As a member of an exclusive club of only 12 people alive to have achieved this feat, he shared his experiences with the students and provided insights into the challenges facing mountaineers when operating at altitude. His detailed presentation proved most inspirational.
As a former Royal Marine Commando, who was awarded his Green Beret following a stint within the Royal Marines Reserves, Alan believes Commando Training ensures Royal Marines are best placed to face the demanding challenges of these harsh environments.
Alan said: “It takes a certain type of individual to operate within both a mountain and cold weather environment. Undoubtedly, Commando training and qualified mountain leaders ensure Royal Marines can meet these high demands.”
The students are now conducting the initial vertical assault phase of the course in West Penwith, Cornwall. The course is a high-octane course designed to produce leaders providing a core of mountain and cold weather warfare specialists for UK Defence.

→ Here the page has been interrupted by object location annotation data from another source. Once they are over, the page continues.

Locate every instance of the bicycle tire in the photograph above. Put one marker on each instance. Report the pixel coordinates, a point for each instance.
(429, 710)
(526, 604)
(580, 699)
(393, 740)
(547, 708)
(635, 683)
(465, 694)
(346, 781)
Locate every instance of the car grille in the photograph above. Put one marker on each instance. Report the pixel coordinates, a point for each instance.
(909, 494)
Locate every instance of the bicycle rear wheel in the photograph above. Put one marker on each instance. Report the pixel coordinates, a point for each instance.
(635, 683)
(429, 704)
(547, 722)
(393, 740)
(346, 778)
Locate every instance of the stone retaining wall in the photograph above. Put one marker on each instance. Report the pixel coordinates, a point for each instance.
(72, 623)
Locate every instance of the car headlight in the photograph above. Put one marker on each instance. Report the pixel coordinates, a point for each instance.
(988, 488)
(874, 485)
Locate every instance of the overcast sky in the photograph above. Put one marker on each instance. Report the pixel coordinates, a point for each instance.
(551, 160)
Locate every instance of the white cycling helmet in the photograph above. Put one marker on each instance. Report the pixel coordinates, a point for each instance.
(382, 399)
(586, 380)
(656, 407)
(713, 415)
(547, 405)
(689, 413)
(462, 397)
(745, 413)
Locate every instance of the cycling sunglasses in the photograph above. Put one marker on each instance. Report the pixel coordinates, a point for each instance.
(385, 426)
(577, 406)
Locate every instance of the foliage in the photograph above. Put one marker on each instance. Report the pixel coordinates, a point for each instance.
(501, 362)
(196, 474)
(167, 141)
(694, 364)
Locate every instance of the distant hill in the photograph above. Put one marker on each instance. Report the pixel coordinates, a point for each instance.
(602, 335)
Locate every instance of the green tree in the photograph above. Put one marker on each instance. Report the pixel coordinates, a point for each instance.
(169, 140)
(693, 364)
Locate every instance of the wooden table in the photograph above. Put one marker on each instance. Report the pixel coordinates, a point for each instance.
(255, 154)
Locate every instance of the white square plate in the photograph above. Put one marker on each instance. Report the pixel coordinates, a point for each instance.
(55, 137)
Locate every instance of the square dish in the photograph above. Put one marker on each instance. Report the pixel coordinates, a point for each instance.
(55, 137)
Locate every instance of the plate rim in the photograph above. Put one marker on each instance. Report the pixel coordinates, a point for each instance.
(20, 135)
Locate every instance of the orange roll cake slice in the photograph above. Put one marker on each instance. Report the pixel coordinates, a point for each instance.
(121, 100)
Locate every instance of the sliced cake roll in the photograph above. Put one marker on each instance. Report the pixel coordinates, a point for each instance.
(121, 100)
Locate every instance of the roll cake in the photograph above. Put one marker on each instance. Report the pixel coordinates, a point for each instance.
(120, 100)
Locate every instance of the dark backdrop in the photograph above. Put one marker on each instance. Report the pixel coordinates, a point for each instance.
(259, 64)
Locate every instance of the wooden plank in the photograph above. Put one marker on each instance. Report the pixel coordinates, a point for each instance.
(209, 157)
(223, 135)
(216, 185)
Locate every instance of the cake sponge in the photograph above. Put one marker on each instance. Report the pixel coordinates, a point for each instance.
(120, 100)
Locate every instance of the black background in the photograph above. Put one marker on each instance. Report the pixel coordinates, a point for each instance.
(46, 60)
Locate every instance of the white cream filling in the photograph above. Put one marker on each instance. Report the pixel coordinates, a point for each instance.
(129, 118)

At eight months long the course is not for the faint hearted and considered by many to be the most demanding specialist course within the UK armed forces. After the initial phase students are qualified to climb at day and night and the course moves to Wales and Scotland to learn how to conduct operations tactically and safely in demanding environments.
Back at Lympstone the course conducts surveillance and reconnaissance exercises preparing students for future roles either within the reconnaissance squadron – 30 Commando Royal Marines or in 40, or 42 Commando Royal Marines units.
Following Scotland the course deploys to Northern Norway to conduct cold weather warfare training. Once students learn skiing and other ways of traversing cold weather countryside, the course moves to high tempo patrol exercises in the Arctic, often in white out conditions and daily temperatures below -30 degrees.
Following a period of snow and ice climbing, the course culminates in a final test exercise including 150Km. Many of the skills can also be used in an urban environment.
The trained mountain leader provides the Royal Marines and wider MOD with a capability to operate within the most demanding of cold weather warfare environments. Those operationally experienced have served on NATO’s northern flank and more recently during mountain operations in Northern Iraq and Eastern Afghanistan.